"If ye love wealth better than liberty, the tranquility of servitude better than the animating contest of freedom, go home from us in peace. We ask not your counsels or your arms. Crouch down and lick the hands which feed you. May your chains set lightly upon you, and may posterity forget that you were our countrymen."

Friday, 1 April 2011

April Fools!

It's the one day of the year when our newspapers are dotted with nonsense stories and I've had a fun time trying to spot the odd ones out this morning.

In the Telegraph: Celebrate Ed's wedding with bunting 
The Independent: Portugal sells 'patriotic' Ronaldo to Spain
The Express: Space flights from Scotland to boost tourism
The Sun: Assault by marshmallow

The DM had me flummoxed - as usual it could be almost anything on their front page. Possibly this: Marauding chickens or this: Another 12 Libyans join the queue to join 383 war criminals already given sanctuary here or even this: NHS foreign doctor didn't know what CPR was.

I couldn't find anything remotely humorous in the FT or the Guardian - party poopers!

Something to dip into: Top 100 April Fool jokes from the Museum of Hoaxes  - no prizes for guessing which joke takes the No.1 spot.

UPDATE:  I've just heard on the radio that the presenter phoned the Sun to check the marshmallow story and, guess what?  Sadly, it isn't a spoof... unless, of course, it's a double-spoof from the presenter!


  1. It's such a shame the Guardian hasn't done anything to mark the day, particularly as, in the past, they have brought us such wonderful spoofs as the whole 'San Serif' pull-out and a devilish crossword by Araucaria - who else? - which had the rubric: All the answers have in common is the first of April, giving lights such as BANANASALAD, PANAMACANAL and CARAVAN; such fun, even if the paper's politics was very soft and lefty.

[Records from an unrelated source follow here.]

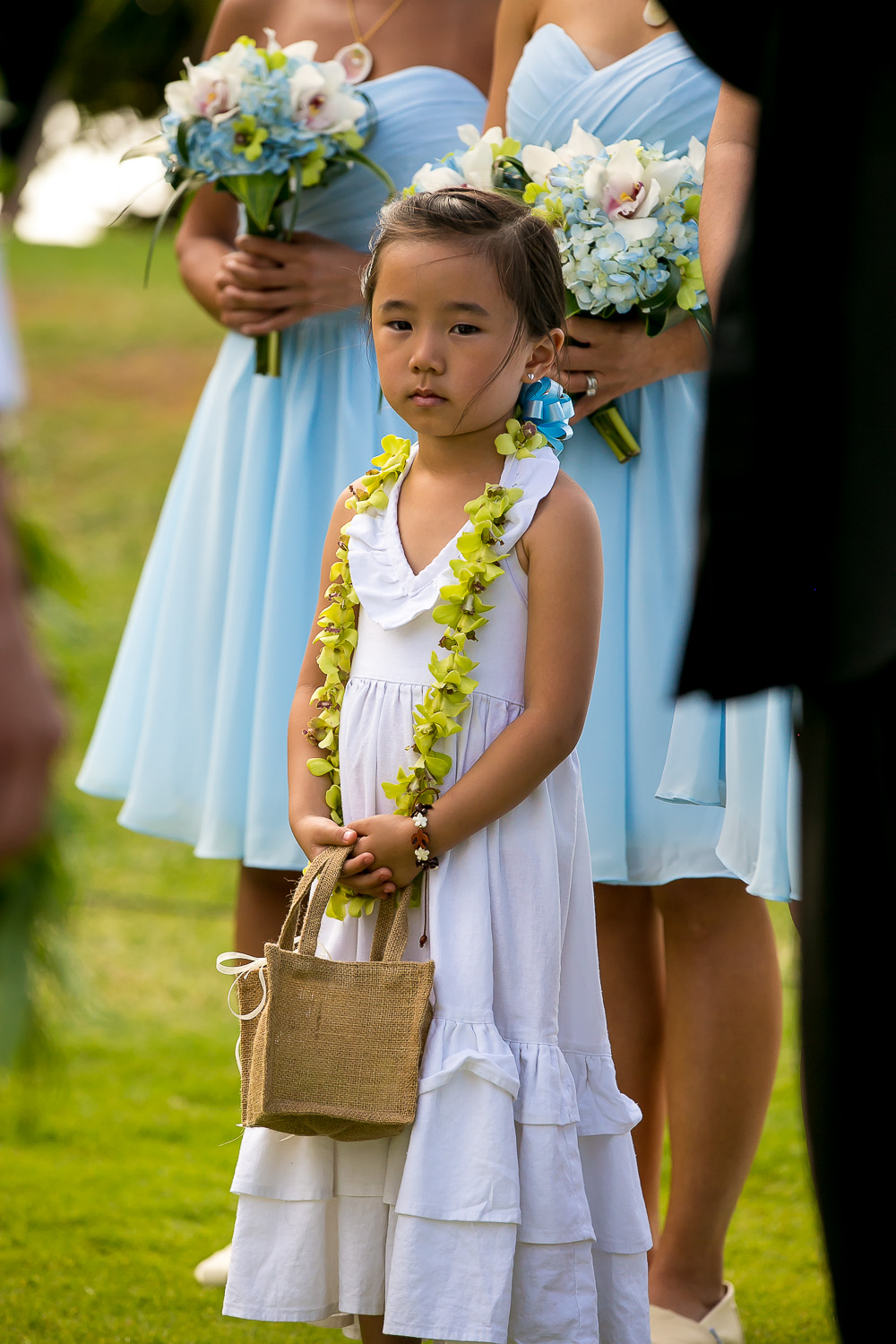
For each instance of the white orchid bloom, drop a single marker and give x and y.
(319, 101)
(667, 174)
(477, 164)
(210, 90)
(697, 159)
(433, 177)
(538, 160)
(579, 142)
(626, 190)
(470, 136)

    Another sign of the dumbed-down times we live in, I suppose.

    Have a nice day, and don't let them pin fish on you!

  2. I certainly didn't spot any spoof at the Guardian, Opsimath, but that doesn't mean they didn't do one - perhaps I just looked in the wrong sections.

    Society seems to be veering off into neo-puritanism and the news is oh-so-very serious - it's a shame there aren't more jokey news items.

  3. Personally, I find it difficult nowadays to find ANY item of news, that couldn't be a potential spoof.

    The one I fell hook line and sinker for, a while back, was redesignating Warwickshire - "Warwickshire - The Teletubbies County" instead of the usual Shakespeare... link (Ragdoll Ltd, Stratford-upon-Avon).

    It was at the height of their popularity and just the kind of stupid thing local authorities would do... that's my defence.

  4. "I couldn't find anything remotely humorous in the FT or the Guardian"

    Lefties don't really do jokes, GV, at least not the sort of "jokes" you can actually laugh at!

  5. You're right Hookie. Take that one about assault with a marshmallow - it was real, yet I missed one about Cameron making Huhne co-Party Chairman with Warsi because it was so believable! It's hard to know what's what these days.

    Hi Spidie - I missed the Grauniad's spoof - something to do with the Royal wedding. As for the DM - it turned out that their spoof wasn't the chickens at all - again it was something to do with Kate Middleton. No wonder I missed them both!